Amina: You need to state a problem clearly to have any chance of solving it. Decoupling a problem from its context is what has allowed science and engineering to make such huge progress. You can’t split the atom, go to the moon, or build the internet while you’re still thinking about the societal context of the atoms or rockets or wires.
Diego: Yea, I guess this is what originally attracted me to effective altruism. Approaching altruism like a science. Splitting altruism up into a list of problems and working out which are most important. We can’t fix the whole world, but we can work out what’s most important to fix…
But… is altruism really amenable to decoupling? Is it in the same class as building rockets and splitting atoms? I haven’t seen any principled argument about why we should expect this.

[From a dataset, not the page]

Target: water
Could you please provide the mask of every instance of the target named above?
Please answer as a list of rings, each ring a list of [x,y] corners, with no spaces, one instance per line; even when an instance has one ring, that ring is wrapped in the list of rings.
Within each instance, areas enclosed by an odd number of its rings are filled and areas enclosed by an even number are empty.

Amina: But this decouply engineering mindset has helped build a number of highly effective charities, like LEEP!
Diego: Ok, so it works for getting lead out of kid’s lungs, but does it work for, like, making singularity go well? It seems unclear to me.

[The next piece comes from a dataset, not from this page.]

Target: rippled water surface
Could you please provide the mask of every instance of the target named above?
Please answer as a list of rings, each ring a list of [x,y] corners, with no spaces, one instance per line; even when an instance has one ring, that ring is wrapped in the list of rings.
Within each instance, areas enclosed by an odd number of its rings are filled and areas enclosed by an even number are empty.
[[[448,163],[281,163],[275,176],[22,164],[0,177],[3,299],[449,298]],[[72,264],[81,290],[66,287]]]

I agree that the arguments for AI risk are strong. Maybe we’re all going to get paperclipped. But can we solve the problem by zooming in on AI development, or do we need to consider the bigger picture, the context?
Amina: AI development is what might kill us right, so it’s what we should be focusing on.

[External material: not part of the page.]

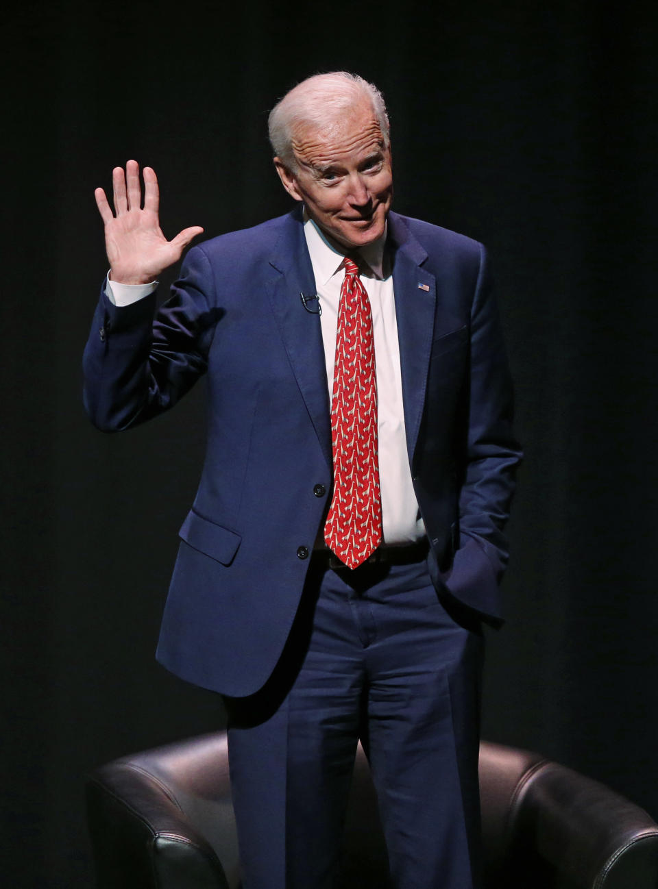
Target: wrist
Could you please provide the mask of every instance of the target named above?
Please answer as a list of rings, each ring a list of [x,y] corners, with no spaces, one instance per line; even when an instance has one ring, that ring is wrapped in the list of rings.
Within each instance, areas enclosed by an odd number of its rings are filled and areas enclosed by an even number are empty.
[[[157,276],[148,275],[122,275],[110,268],[108,272],[108,280],[113,284],[124,284],[128,286],[140,286],[146,284],[155,284]]]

Diego: Well, is it the AI that’ll kill us, or the user, or the engineers, or the company, or the shareholders who pressured a faster release? The race dynamics themselves, or Moloch? There’s a long causal chain, and a number of places one could intervene to stop that chain.
Amina: But aligning the first AGI, with technical work and legislation, is where we can actually do something. We can’t fix the whole system. You can’t slay Moloch, Diego.
Diego raised his eyebrows and locked eyes with Amina
Amina: You can’t slay Moloch, Diego!
Diego: I thought you bay area people are meant to be ambitious!
Amina rolls her eyes
Diego: Perhaps we can come up with some alignment techniques that can align the first AGI. Maybe we can pass some laws that force companies to use these techniques, so that all AGIs are aligned and we don’t get paperclipped. But then technology is going to be moving very fast, and there are a whole bunch of other things that can go wrong.
Amina: What do you mean?
Diego: There will be other powerful technologies that bring new x-risks. When anyone can engineer a pandemic, will we have to intervene on that too? When anyone can detonate a nuclear bomb, will we be able to prevent everyone from doing it? I suppose we could avoid this with a world government who surveils everyone to prevent them detonating, but I don’t think I want to live in that world either.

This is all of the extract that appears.